# GT #41: New Jersey Nets (18-21) @ Phoenix Suns (28-12) - 1/20



## Dissonance (Jul 21, 2004)

*Phoenix Suns (28-12) vs New Jersey Nets (18-21) *

*When: Sunday 5PST/8EST
TV: NBA TV/local*

*Suns Projected Starters:*






































*[PG] Steve Nash [SG] Raja Bell [SF] Boris Diaw [PF] Shawn Marion [C] Amare Stoudemire*

*Nets Projected Starters:*






































*[PG] Jason Kidd [SG] Vince Carter [SF] Richard Jefferson [PF] Josh Boone [C] Sean Williams* 


*Suns last 10* (7-3) 









*Suns have been placed on WAKETHE****UP* ​


----------



## Hyperion (Dec 5, 2006)

Williams sets a career high tonight, anyone disagree? I am actually really interested in seeing how good that kid is. 

NJ Vs PHX is always a good one. Kidd has a bone to pick with PHX after he got traded because of ONE little incident involving his wife and a beatdown supreme.


----------



## HB (May 1, 2004)

Hey I am going to borrow your opening thread as the Nets dont have one up currently. Thanks in advance

Good luck on the game


----------



## Seuss (Aug 19, 2005)

Suns defense looks a lot better as of recent. Their actually making good rotations.

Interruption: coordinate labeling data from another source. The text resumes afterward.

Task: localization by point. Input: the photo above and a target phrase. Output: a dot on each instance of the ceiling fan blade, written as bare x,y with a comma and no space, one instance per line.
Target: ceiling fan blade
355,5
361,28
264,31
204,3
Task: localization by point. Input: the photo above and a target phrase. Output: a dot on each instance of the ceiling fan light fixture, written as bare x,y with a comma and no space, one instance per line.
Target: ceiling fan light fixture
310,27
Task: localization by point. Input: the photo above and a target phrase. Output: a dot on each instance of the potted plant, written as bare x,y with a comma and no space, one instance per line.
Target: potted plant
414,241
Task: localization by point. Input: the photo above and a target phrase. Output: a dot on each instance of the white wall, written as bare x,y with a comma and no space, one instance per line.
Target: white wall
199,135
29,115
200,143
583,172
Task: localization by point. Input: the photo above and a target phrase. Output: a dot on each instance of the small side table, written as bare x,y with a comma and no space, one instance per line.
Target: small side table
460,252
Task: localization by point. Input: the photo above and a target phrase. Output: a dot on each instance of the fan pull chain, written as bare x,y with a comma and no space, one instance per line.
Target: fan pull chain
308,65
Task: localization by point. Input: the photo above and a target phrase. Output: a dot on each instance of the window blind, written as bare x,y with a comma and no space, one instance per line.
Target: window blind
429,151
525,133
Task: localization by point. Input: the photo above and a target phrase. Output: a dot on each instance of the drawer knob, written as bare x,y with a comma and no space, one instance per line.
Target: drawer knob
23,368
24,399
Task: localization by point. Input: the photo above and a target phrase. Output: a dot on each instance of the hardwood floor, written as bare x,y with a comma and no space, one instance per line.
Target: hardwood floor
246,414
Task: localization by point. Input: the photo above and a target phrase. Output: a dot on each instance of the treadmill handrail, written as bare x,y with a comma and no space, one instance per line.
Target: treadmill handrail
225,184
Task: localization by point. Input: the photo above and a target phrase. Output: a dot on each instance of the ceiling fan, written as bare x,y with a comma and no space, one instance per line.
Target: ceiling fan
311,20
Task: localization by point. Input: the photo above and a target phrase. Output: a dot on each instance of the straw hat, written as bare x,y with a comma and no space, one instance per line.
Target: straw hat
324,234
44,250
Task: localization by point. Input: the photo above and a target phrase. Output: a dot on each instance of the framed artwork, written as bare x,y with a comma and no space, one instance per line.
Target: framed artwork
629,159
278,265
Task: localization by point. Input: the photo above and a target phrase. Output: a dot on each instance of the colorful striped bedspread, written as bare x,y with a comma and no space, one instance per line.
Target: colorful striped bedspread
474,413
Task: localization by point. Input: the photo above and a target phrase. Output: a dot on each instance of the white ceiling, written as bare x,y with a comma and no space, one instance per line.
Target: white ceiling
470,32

Boris Diaw has also stepped up. This bolds well for the Suns.


----------



## Dissonance (Jul 21, 2004)

*Suns 116, Nets 92*

Suns are 3-0 so far on the Wake The **** Up Tour


----------



## bircan (Jul 17, 2005)

Very good game by the Suns. Pleased with Diaw's 14pt 10reb 6ast performance and to see Strawberry get some quality minutes - 10 times the amount Banks got (22mins compared to 2).

Nets rookie forward line of Boone and Williams were held in check. Only 5 offensive rebounds allowed for the Nets, and we grabbed 17 off rebs. Total rebs 48 to 38, a nice change to outrebound a team by so much, and we played our running and shooting game as best we can.


----------



## Hyperion (Dec 5, 2006)

bircan said:


> Very good game by the Suns.


agreed.




> "We've been playing the way we like to play, offensively and defensively," Bell said. "That's what we need to be doing. We need to be focusing on more than just winning and losing. We have to start doing things the right way and playing the way we need to play -- then the wins will come."


Glad to see that they're addressing the problem.


----------



## MeirToTheWise (Nov 9, 2005)

Dissonance19 said:


> *Suns 116, Nets 92*
> 
> Suns are 3-0 so far on the Wake The **** Up Tour


Lol and loving every minute of it ^_^ I was actually suprised the Suns blew them out like this. Btw, the 2 dunks Amare had on Williams were naaaaaaasty, haha.


----------



## Dissonance (Jul 21, 2004)

We should make a new advisory with different terms. Of course, WTFU being at the top.


----------